Aug
23

The Development Dance

The practice of development is messy. Far too often it is much more messy we tend to acknowledge. That messiness often does not appear RCTs or evaluations, but it has a significant impact on the implementation of activities. One of the layers of messiness is the negotiation between donor and recipient governments, covered in Haley J. Swedlund's "The Development Dance: How Donors and Recipients Negotiate the Delivery of Foreign Aid" (2017). The author explains: "This book wrestles with a basic problem: both agencies and governments have trouble making credible commitments. This book is about how donor agencies like USAID and recipient governments like Uganda negotiate the delivery of foreign aid. It is about how the two parties engage in aid policy bargaining, or what I refer to in his book as the "development dance." More specifically, it is about how donor agencies and recipient governments attempt to demonstrate the credibility of their promises, and how their difficulty doing so affects the sustainability of aid policy compromises over time." (p. 2)

The problem? "A common complaint among development practitioners is that new aid practices and policies are not given enough time to become effective. Why is this?

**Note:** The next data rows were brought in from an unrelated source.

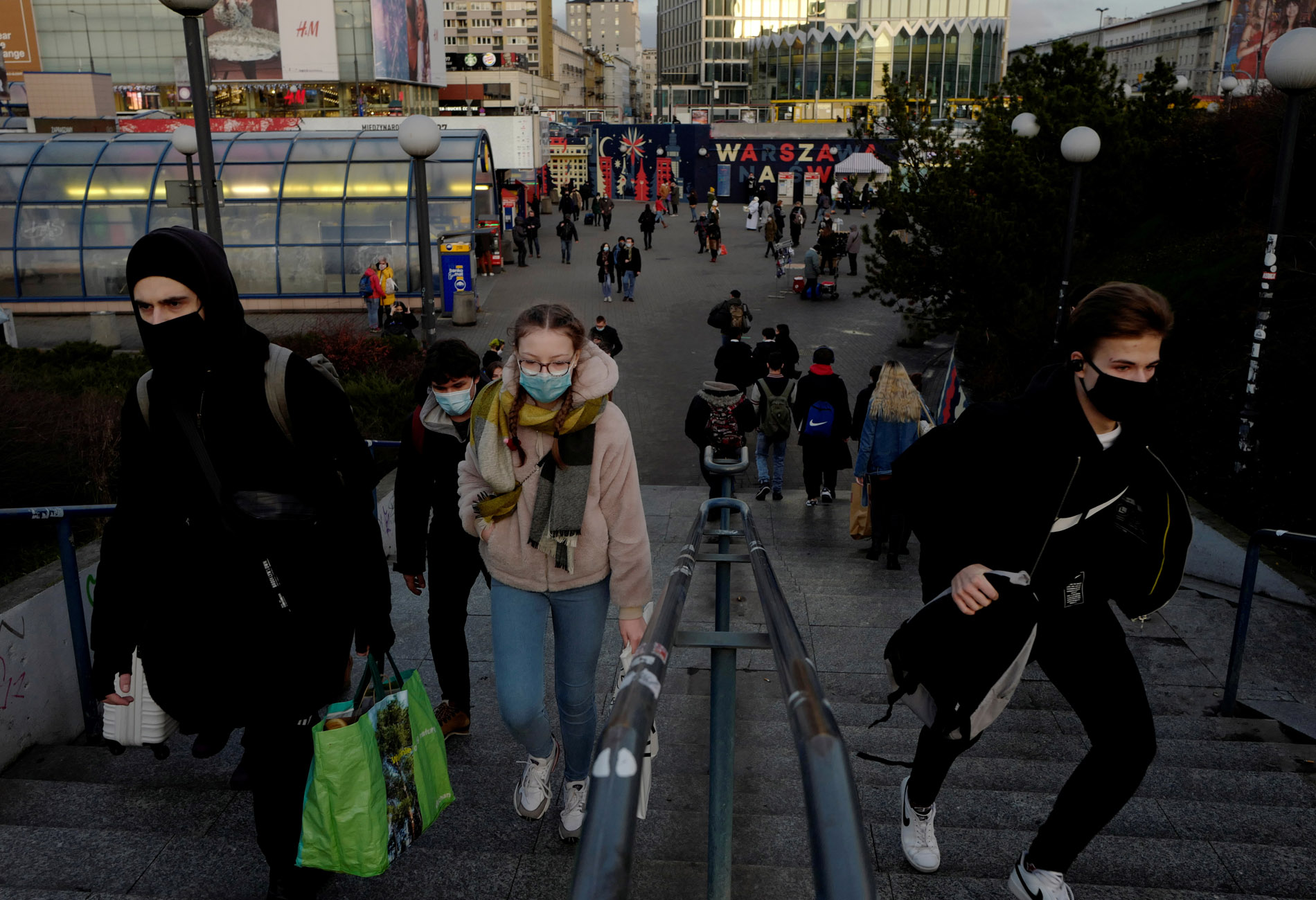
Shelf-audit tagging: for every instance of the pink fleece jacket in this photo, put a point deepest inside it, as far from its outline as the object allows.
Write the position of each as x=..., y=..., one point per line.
x=614, y=537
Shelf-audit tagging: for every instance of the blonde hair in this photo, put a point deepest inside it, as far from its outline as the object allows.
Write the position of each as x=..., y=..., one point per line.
x=895, y=399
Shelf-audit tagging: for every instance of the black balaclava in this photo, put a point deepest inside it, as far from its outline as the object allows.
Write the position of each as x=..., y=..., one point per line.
x=187, y=346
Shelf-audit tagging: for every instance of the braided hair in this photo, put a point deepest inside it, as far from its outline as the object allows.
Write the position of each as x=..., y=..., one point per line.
x=557, y=317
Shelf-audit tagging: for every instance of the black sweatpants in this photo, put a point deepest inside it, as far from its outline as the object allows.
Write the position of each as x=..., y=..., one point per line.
x=452, y=574
x=819, y=467
x=1083, y=651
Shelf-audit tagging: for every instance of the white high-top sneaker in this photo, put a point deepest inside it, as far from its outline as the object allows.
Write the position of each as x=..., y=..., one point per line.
x=1028, y=882
x=574, y=795
x=533, y=794
x=918, y=837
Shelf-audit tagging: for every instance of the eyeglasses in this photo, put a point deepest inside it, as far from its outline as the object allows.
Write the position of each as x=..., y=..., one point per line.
x=555, y=368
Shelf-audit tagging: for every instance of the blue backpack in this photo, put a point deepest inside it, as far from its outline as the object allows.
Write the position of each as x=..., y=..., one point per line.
x=819, y=420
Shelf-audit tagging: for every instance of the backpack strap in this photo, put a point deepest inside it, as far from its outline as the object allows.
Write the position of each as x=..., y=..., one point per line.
x=144, y=397
x=276, y=387
x=418, y=431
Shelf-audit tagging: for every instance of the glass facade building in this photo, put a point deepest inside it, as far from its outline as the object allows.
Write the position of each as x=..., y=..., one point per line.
x=945, y=49
x=303, y=213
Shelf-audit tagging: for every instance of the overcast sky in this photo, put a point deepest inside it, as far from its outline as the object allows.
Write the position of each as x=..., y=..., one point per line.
x=1029, y=20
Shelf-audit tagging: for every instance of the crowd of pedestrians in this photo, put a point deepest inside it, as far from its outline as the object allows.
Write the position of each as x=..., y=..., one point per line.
x=517, y=469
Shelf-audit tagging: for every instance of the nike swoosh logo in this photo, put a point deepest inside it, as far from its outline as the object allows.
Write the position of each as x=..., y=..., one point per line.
x=1035, y=895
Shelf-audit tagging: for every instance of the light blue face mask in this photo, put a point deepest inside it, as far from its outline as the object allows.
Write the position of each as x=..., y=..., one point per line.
x=544, y=387
x=454, y=403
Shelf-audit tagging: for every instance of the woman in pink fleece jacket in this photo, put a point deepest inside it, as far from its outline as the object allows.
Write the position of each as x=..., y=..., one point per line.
x=551, y=487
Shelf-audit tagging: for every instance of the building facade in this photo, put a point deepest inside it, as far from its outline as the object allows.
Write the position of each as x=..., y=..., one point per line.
x=1189, y=36
x=607, y=26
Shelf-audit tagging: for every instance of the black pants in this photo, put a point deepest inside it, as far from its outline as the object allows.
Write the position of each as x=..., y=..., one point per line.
x=278, y=758
x=452, y=574
x=1083, y=651
x=819, y=467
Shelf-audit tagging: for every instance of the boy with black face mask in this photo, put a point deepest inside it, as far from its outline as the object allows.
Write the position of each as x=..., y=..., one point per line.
x=1067, y=489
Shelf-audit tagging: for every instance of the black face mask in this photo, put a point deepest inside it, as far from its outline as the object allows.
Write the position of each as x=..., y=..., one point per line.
x=178, y=345
x=1121, y=399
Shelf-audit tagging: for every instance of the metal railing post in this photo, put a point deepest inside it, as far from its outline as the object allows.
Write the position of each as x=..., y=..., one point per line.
x=77, y=624
x=722, y=703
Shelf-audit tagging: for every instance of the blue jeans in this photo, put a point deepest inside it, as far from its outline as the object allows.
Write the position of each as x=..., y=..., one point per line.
x=578, y=620
x=778, y=450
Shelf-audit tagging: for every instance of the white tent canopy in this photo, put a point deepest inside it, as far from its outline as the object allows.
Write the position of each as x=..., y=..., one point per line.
x=862, y=163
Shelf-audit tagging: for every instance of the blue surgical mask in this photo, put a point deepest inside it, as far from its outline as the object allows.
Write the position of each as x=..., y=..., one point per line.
x=544, y=387
x=454, y=403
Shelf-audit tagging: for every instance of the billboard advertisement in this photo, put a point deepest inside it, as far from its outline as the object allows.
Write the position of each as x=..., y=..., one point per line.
x=273, y=39
x=408, y=41
x=1257, y=24
x=19, y=41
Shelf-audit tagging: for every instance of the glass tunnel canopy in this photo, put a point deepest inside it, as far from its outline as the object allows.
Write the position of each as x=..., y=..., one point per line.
x=303, y=212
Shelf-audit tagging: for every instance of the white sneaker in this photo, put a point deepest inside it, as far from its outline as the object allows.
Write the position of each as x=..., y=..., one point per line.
x=533, y=794
x=918, y=837
x=1031, y=883
x=573, y=809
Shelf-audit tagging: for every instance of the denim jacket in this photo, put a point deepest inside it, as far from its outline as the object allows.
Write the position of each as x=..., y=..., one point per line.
x=881, y=442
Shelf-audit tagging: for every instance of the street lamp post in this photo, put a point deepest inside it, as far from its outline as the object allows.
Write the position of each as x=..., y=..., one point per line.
x=1291, y=67
x=1078, y=146
x=184, y=141
x=420, y=137
x=191, y=11
x=91, y=57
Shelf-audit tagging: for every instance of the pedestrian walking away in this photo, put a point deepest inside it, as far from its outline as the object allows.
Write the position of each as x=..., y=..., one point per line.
x=273, y=437
x=605, y=332
x=428, y=525
x=735, y=363
x=1066, y=483
x=731, y=317
x=887, y=428
x=605, y=266
x=569, y=236
x=646, y=226
x=853, y=244
x=552, y=489
x=631, y=264
x=773, y=397
x=823, y=416
x=719, y=416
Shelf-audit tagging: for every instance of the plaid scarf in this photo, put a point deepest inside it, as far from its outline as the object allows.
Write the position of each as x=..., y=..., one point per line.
x=564, y=471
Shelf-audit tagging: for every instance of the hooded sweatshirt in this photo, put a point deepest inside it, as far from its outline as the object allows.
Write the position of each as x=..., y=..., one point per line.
x=614, y=537
x=184, y=583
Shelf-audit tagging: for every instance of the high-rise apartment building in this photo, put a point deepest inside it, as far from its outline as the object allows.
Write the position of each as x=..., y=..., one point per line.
x=607, y=26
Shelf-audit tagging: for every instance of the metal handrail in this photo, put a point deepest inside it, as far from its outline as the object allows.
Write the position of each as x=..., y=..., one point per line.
x=842, y=867
x=1244, y=615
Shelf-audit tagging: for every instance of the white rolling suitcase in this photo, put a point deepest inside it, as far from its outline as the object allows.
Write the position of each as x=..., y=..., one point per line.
x=140, y=724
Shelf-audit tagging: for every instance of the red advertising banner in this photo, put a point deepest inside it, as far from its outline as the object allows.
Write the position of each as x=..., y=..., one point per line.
x=166, y=125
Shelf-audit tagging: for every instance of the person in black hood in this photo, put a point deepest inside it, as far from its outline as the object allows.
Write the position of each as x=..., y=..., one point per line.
x=1062, y=486
x=237, y=558
x=434, y=442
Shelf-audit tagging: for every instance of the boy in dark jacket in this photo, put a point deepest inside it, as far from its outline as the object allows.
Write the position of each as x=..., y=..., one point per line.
x=719, y=416
x=1061, y=485
x=434, y=442
x=200, y=606
x=823, y=416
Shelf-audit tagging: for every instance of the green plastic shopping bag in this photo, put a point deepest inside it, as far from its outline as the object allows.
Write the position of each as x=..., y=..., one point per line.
x=378, y=778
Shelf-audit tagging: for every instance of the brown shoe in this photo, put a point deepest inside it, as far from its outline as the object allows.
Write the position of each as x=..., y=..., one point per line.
x=453, y=720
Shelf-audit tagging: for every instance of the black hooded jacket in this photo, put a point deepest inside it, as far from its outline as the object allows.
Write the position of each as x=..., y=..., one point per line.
x=184, y=582
x=990, y=487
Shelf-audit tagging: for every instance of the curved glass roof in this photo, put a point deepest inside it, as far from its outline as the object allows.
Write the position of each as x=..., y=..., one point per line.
x=303, y=212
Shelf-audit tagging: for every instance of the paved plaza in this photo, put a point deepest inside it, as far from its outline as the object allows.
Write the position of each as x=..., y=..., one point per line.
x=1227, y=809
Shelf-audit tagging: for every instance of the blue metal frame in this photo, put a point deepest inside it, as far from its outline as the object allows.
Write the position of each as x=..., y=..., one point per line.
x=224, y=147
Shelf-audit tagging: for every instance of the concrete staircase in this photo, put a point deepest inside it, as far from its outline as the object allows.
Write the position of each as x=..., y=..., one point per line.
x=1228, y=808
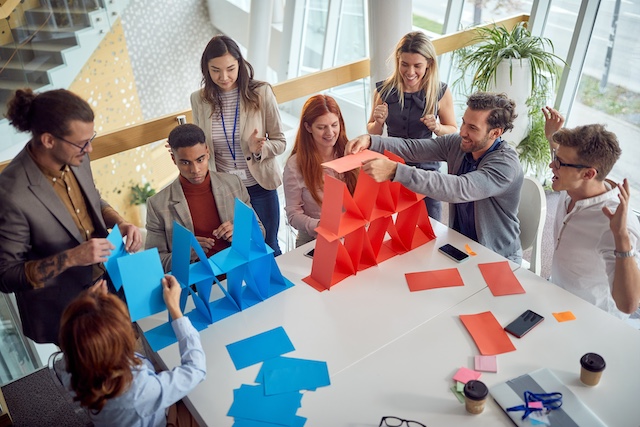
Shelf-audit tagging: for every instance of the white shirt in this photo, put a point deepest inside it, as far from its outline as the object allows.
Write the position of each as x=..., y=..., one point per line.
x=583, y=260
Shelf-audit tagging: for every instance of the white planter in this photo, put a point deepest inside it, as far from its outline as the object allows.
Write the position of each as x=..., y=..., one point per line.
x=515, y=81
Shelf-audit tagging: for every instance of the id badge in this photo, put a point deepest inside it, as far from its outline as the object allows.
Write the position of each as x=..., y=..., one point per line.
x=240, y=173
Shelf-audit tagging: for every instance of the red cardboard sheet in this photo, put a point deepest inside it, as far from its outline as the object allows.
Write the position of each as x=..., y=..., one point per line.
x=500, y=278
x=487, y=333
x=352, y=161
x=434, y=279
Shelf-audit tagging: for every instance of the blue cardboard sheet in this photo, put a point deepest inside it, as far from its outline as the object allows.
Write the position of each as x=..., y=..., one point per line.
x=251, y=403
x=298, y=421
x=285, y=374
x=142, y=286
x=259, y=348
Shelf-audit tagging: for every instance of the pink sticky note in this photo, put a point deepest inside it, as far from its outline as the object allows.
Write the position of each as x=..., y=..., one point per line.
x=465, y=374
x=486, y=363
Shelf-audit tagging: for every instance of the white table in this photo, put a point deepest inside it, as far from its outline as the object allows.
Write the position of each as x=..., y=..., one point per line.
x=365, y=326
x=410, y=378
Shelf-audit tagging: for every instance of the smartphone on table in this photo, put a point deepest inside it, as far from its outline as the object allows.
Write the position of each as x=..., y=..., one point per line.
x=454, y=253
x=524, y=323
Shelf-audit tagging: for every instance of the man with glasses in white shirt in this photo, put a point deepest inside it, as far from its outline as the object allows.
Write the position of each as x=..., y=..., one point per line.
x=595, y=239
x=53, y=223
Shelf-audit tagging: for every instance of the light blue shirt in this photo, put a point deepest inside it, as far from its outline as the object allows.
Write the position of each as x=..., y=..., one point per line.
x=150, y=393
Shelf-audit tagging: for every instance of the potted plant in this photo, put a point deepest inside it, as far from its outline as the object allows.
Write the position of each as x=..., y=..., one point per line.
x=521, y=65
x=139, y=195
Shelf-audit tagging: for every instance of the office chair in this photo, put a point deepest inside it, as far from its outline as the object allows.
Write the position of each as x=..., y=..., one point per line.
x=532, y=213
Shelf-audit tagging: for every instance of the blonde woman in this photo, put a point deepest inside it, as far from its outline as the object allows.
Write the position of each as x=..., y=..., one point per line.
x=413, y=102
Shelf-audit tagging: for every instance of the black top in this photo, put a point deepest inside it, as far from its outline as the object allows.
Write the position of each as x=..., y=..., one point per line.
x=405, y=122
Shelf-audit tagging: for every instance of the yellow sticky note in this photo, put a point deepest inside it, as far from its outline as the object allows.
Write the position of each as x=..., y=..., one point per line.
x=564, y=316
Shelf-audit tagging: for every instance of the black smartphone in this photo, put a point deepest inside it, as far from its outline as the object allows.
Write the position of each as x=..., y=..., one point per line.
x=524, y=323
x=453, y=253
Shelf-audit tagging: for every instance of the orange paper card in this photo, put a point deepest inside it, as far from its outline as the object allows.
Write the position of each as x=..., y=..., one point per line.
x=352, y=161
x=564, y=316
x=433, y=279
x=487, y=333
x=500, y=278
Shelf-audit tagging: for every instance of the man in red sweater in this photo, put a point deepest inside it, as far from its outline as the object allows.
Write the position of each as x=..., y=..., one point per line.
x=200, y=199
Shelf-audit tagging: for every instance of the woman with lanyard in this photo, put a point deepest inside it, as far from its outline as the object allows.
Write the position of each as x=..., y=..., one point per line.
x=241, y=122
x=413, y=102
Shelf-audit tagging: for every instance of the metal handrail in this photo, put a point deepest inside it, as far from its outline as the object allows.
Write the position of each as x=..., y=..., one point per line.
x=154, y=130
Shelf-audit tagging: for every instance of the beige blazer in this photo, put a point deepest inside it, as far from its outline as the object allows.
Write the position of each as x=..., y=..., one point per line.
x=266, y=171
x=170, y=204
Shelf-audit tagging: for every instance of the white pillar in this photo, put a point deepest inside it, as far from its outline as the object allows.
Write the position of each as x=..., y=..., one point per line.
x=259, y=36
x=388, y=22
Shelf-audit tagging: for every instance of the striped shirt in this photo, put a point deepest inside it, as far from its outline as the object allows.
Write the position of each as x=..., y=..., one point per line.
x=224, y=147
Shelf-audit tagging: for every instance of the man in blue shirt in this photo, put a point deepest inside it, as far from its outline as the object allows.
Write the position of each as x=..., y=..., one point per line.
x=485, y=176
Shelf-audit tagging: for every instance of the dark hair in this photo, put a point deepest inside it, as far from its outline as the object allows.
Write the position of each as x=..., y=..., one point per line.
x=186, y=135
x=503, y=109
x=595, y=146
x=220, y=46
x=98, y=341
x=47, y=112
x=308, y=158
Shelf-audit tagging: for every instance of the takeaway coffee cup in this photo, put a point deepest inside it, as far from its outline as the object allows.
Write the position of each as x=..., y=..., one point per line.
x=592, y=365
x=475, y=395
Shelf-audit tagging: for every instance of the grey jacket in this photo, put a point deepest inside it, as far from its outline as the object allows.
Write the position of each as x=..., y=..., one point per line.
x=35, y=224
x=494, y=187
x=170, y=205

Best practices regarding aid delivery are notoriously fickle. In the eighties, structural adjustment was the norm. In the nineties, project aid and support to NGOs became fashionable. At the turn of the twenty-first century, budget support was all the rage. Now donor agencies are crazy fir results-based aid. Yet we know very little about why policies and practices often fall by the wayside (sometimes only to be picked up again twenty, thirty years down the road)" (p. 5)

The challenge is that "the relentless focus measuring the effectiveness of aid often causes us to overlook how the policies of foreign aid actually come to exist in the first place and how likely it is that such practices will remain over the long term. It also means that foreign aid scholars often assume – either implicitly or explicitly – that aid programs are actually designed to be effective, and evaluate them accordingly" (p. 4).

Example: "In the midst of a brutal civil war, the Work Bank, for example, spent more than $45 million in Sierra Leone on building and maintaining roads. Thirty-three percent of the funds went toward compensating contractors for lost time and the destruction of their efforts (Easterly 2003s, 36). There is disagreement about why the World Bank continued to fund road projects in the midst of a civil war, but it is clear that it was not about effectiveness" (p. 5).

Swedlund argues that "the choices in aid delivery are neither random nor driven exclusively by aid effectiveness concerns or the strategic interests of donor countries. Rather, choices in aid delivery are the product of negotiated compromise between donor agencies and recipient governments… designing more effective ways of delivering foreign aid is not just about finding better ways of meeting recipient needs. It is also about incentivizing both donor agencies and recipient governments to keep their promises over the long term" (p. 17). This is important because if "a government is not able to accurately plan for incoming sources of revenue, whether they are higher or lower than predicted, it is unlikely to use the resources efficiently when they do arrive. As a donor official in Ghana put it, if a recipient country gets $50 million on the last day of the year, what is the country supposed to do with it? In practice, what habitually happens is that makeshift and poorly designed initiatives are quickly thrown together so that the donor agency is able to disburse the funds and the recipient government does not lose out on aid dollars" (p. 85).

Way forward? "Building aid delivery mechanisms that will last beyond an initial period of enthusiasm requires us to design institutions that incentivize both donor agencies and recipient governments to live up to their commitments" (p. 131).